Add the carrots to the simmering stock and cook for 20 minutes.
Then add the turnips and celery and cook for 10 minutes.
Meanwhile blanche the cabbage in boiling water (this will remove any excess bitter flavours) then add to the main pan.
Finally add the meats and beans and cook for a further 10 minutes.
Adjust the seasoning and serve.
Serve with a local Gascony wine such as a Producteur Plaimont, Saint Mont, Château Saint Go 2006. The wine’s fine tannins, cherry and coffee flavours and good acidity make a great pairing. A perfect liquid lunch.
Magret de Canard with a Saint Mont Sauce
This is a more elegant but still typical dish which is perfect for a dinner party.
1 Bottle of Producteur Plaimont, Saint Mont, Château Saint Go 2006
1 Duck magret
1 Clove of Garlic
Pinch of thyme
2 Bay leaves
1pt Meat Stock
2 tablespoons of duck fat (or 2 tablespoons of olive oil)
Salt and pepper.
The day before:
Peel and roughly chop the carrots, onion and garlic. Place in bowl along with the herbs and the bottle of Saint Mont.
Take the skin of the duck breast and put in the marinade. Leave for 24hrs.
Finely chop the shallot.
Heat the duck fat (olive oil) in a sauté pan.
Add the magret and cook for 3 minutes on each side.
Remove and keep in a warm place.
Drain off any fat from the pan.
Add the chopped shallot and cook for a couple of minutes.

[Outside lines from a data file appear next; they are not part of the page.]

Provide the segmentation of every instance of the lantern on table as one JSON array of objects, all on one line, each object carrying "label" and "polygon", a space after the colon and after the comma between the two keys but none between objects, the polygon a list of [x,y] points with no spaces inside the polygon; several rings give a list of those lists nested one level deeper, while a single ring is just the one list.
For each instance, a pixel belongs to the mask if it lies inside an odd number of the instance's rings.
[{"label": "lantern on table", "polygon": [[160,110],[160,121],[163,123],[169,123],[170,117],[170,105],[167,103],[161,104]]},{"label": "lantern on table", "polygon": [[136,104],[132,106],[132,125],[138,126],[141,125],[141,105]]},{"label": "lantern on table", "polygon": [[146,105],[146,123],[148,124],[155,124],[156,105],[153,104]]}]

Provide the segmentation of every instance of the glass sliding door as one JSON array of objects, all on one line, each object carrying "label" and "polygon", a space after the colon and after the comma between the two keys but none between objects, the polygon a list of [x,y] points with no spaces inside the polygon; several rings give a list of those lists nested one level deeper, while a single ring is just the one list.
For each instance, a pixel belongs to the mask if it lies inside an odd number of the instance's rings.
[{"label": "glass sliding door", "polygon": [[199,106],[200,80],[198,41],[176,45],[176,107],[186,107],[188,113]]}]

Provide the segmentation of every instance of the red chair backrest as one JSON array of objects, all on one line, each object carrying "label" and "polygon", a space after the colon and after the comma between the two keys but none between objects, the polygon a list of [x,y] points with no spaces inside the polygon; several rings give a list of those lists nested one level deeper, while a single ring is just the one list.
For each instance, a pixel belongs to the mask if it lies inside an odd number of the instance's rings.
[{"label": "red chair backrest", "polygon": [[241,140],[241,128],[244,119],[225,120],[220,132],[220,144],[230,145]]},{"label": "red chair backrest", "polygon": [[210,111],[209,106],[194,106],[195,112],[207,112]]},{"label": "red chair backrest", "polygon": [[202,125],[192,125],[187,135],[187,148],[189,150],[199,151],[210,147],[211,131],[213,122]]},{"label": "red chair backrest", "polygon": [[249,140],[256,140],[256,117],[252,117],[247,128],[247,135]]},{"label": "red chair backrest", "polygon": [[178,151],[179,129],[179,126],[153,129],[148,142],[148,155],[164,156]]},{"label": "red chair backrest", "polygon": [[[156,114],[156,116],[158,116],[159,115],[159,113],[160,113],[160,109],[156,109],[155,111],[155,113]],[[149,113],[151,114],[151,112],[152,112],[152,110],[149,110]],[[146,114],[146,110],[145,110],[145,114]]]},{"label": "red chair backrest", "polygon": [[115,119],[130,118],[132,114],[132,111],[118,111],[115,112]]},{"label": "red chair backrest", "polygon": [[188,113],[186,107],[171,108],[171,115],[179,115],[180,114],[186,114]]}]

Pour the marinade through a sieve to remove the vegetables etc then add to the pan with the shallots. Reduce down to a residue.
Add the meat stock and cook that down.
Whisk the butter through the sauce, then check the seasoning.
Slice the magret and place on a warm plate. Cover with sauce.
Serve with sautéd endive and mashed potato.
Although Chef Richard Poullain uses Saint Mont Saint Go in the marinade, I think a more mature wine such as Producteur Plaimont’s Le Faite Saint Mont 2001 which is soft, with fine tannins dark fruit and a whisper of chocolate/cherry liqueur on the palate makes a very elegant match.